Auburn’s rent growth figures in previous years weren’t quite high enough to make the top-ranked universities for rent growth, despite strong performance for several consecutive years. However, annual effective rent growth has now surpassed 5%, bringing Auburn among the top four rent-growth markets this fall. Additionally, properties averaged 100% leased in June, which is more than 500 bps higher than June 2016. And, surprisingly enough, new supply has been delivered each year since 2014, with another 500 beds opening in the next few weeks. With demand expected to continue outpacing supply, Auburn is expected to remain a top-performing university.

Northern Arizona University

Northern Arizona University is another strong market, with rent growth averaging 4.7% and properties averaging 100% leased for the third straight year. Enrollment growth has remained strong, and minimal new supply has been added relative to demand. These trends are expected to continue, but possibly moderate with more than 800 beds delivering this fall and an additional 590 next fall.

University of Nevada–Reno

The University of Nevada–Reno continues to see strong performance figures, and its 8.3% annual effective rent growth is the highest in the three-year, same-store set. The university has ranked amongst the top for annual effective rent growth the past few years, and properties are still leasing at the same rate, despite the 1,400 beds delivered since 2014 and an additional 530 beds coming to market this fall.

Virginia Tech and the University of Colorado at Boulder also remain in the top spots for performance with no new off-campus supply in the pipeline and steady enrollment growth.

Bottom Performing

Texas A&M University and Texas Tech University

A&M student housing properties averaged only 80% leased in June, down from 83% last June and nearly 95% in June 2015. At Texas Tech, properties averaged 72% leased in June, down from 83% last June and 91% in June 2015. Additionally, effective rents have dropped almost 3% from fall 2016 at Texas A&M and decreased 3.6% at Texas Tech.

This is because of the volume of new supply being delivered.
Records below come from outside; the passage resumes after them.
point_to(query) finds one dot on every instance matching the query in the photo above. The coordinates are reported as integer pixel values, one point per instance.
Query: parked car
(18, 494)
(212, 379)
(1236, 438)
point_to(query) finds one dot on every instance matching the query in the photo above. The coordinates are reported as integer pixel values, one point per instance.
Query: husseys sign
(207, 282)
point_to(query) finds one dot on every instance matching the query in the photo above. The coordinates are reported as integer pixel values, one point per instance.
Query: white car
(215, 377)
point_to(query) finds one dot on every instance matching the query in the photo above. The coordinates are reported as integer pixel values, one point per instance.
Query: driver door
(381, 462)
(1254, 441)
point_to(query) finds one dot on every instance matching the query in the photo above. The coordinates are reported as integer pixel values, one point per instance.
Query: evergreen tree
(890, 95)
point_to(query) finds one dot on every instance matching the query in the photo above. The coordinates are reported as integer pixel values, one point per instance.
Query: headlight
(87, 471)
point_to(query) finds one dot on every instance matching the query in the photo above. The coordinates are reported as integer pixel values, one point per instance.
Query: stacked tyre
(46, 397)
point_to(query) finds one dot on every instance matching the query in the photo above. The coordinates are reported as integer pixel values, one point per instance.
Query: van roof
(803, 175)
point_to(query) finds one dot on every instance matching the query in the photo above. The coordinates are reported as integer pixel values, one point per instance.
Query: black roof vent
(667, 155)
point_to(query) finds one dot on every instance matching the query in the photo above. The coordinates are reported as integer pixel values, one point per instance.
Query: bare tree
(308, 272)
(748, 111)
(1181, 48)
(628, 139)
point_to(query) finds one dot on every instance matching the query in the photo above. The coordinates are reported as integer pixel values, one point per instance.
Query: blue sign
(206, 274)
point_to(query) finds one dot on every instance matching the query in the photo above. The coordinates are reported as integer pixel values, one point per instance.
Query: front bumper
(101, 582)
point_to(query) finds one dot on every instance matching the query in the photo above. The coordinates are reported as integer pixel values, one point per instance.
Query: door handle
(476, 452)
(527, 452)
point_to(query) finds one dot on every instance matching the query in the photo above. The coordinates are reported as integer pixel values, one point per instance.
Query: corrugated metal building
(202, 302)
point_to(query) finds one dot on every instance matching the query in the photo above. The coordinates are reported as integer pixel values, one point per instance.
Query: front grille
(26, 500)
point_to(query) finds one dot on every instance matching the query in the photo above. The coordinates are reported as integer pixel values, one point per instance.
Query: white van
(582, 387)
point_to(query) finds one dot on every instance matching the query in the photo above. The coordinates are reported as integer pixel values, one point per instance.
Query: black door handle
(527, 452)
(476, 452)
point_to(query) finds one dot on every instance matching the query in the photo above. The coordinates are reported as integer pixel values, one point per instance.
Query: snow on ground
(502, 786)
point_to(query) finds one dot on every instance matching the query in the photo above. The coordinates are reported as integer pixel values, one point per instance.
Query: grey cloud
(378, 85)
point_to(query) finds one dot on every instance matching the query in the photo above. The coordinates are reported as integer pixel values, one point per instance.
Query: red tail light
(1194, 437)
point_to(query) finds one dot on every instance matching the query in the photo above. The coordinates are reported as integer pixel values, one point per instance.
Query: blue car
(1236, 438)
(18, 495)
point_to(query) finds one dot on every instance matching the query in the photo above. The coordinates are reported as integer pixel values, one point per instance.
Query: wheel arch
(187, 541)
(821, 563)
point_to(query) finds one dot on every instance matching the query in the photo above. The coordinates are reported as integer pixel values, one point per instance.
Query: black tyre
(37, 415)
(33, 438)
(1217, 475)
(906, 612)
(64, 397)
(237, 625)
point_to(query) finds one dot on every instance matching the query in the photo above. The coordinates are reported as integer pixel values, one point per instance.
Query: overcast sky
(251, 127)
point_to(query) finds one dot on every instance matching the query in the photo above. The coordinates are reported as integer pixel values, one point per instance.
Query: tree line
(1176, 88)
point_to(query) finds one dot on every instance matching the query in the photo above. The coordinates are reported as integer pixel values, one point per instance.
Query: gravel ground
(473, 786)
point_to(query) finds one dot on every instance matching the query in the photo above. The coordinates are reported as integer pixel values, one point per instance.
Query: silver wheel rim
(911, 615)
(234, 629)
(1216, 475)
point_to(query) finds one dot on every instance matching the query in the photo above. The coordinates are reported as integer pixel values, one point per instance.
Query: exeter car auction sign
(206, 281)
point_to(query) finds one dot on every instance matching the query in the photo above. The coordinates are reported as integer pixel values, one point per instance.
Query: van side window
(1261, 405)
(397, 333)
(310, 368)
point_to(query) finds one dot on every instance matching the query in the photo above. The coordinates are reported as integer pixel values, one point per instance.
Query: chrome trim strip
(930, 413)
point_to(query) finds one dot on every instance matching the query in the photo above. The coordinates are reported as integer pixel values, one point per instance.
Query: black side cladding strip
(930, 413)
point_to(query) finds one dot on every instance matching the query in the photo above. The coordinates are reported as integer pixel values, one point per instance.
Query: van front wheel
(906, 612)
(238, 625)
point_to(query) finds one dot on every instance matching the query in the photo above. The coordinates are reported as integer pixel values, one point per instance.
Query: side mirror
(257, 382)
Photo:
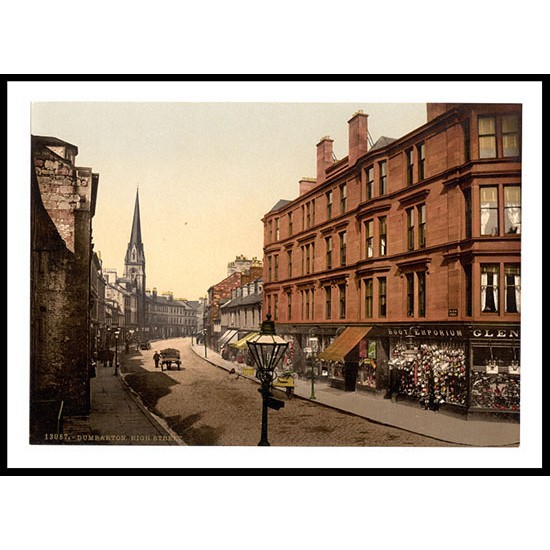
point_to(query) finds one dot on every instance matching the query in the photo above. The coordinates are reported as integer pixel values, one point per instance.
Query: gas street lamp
(267, 350)
(117, 334)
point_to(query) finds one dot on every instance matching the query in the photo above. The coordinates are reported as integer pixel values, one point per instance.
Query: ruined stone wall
(60, 279)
Both universities are expecting more than 2,000 new beds by the time classes start next month, with most of the impact being felt by the properties located closest to campus. However, both schools have seen moderate to strong enrollment growth the past two years. When development activity slows, performance in both markets should begin to improve, though it may take some time for them to fully recover.

University of Louisville and Georgia Southern University

Both universities remain in the lower-performing group of universities, but have strengthened since last fall. Properties at the University of Louisville had more than -5% rent growth last year, but haven’t had to drop rents nearly as much to maintain leasing velocity. For fall 2017, annual effective rent growth is averaging -2.6% and properties were 84% leased in June, up more than 860 bps from June 2016. This is also more than 1,400 bps ahead of June 2015 leasing figures.

Georgia Southern has remained on the under-performing university list for several years. However, this is beginning to turn around. Annual effective rent growth is barely in negative territory at -0.3%, compared to the nearly -2% rent growth of last year. Properties are also leasing at the same pace, without increasing the number of specials being offered.

Both universities can expect momentum to continue the remainder of the 2017-18 leasing season and into the 2018-19 season as well.

University of Missouri

The University of Missouri has seen a major deceleration in performance this year. Demand has shifted after enrollment declined by more than 2,000 students last fall, with 1,400 new beds coming to market this fall. Effective rent levels are averaging 2% below last year’s level. Additionally, properties averaged 71% leased in June, down more than 1800 bps from June 2016.

Enrollment growth is expected to continue declining in 2017 and 2018, but no new supply is currently identified for next fall. Still, with declining enrollment, performance will remain relatively low until demand turns positive.

Overall performance across the student housing space is expected to continue moderating the remainder of the leasing season, though some universities will continue to outpace the rest of the market.